Kitapçı ya da kütüphaneci olmak iste­diğini söyleyen, ancak geçim derdi yü­zünden buna olanak bulamamaktan ya­kınan Ergin, kırk altı yıllık memuriyet ha­yatı boyunca öğretmenlik, yazarlık, kütüphanecilik ve matbaacılık alanların­da önemli hizmetler vermiştir. Hayatı dü­rüstlük ve tevazu içinde geçmiş, bilim sa­hibi herkese saygı göstermiş ve fikirle­rinden yararlanmayı hiçbir zaman ihmal etmemiştir. İstanbul Üniversitesi’nde ta­savvufun felsefe ile birlikte okutulması­nı savunan, felsefe ile tasavvuf arasın­da kesin fakat sağlıklı bir sınır çizen Er­gin’in, tasavvuf düşüncesinin şekillenme­sinde dönemin önemli tasavvufçularından olan Abdülaziz Mecdi Efen­di ile İsmail Fennî ve Ahmet Naim bey­lerin büyük etkisi olmuştu. Ergin’in bir başka yönü de İslâmiyet’le laiklik ara­sında yakınlık kurmaya çalışmasıdır. 1940 yıllarda laik ve demokrasiyi savu­nan Ergin’in demokrat kimliğinin altın­da belediyeciliği bulunmaktadır. Beledi­yede geçirdiği uzun yıllar ona merkezî yönetimin yanı başında sivil bir yönetimin gerekliliğini öğretmiştir.

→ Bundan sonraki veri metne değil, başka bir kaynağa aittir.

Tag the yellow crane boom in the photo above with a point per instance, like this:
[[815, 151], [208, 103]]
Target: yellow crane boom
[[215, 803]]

Osman Nuri Ergin, yayımladığı eser­lerle Türk toplumunda tarihî kopuklu­ğa, kuşaklar arası yozlaşmaya ve yaban­cılaşmaya engel olmaya çalıştı. İstanbul Belediyesi Atatürk Kitaplığı’nın kurulması onun gayretiyle sağlanmış, büyük bir titizlikle topladığı ço­ğu yazma 11.000 ciltten oluşan kitapla­rını bu kütüphaneye bağışlamıştır. Ki­taplarının 4000 cildi tasavvuf konusunda olup bunların 2025’i el yazmasıdır. Osman Nuri Ergin’in Belediye Kütüphanesi’ne bağışladığı basılı kitapların katalogu Orhan Durusoy tarafından İstanbul Be­lediye Kütüphanesi Alfabetik Kataloğu Osman Ergin Kitapları” (İstanbul 1953) adıyla, I. cildi yayımlanan, üç ciltte tamamlana­n yazma eserlerin katalogu da Nail Bayraktar tarafından “Atatürk Kitaplığı Osman Ergin Yazmaları Alfabetik Katalo­ğu (İstanbul 1993) adıyla hazırlanmıştır.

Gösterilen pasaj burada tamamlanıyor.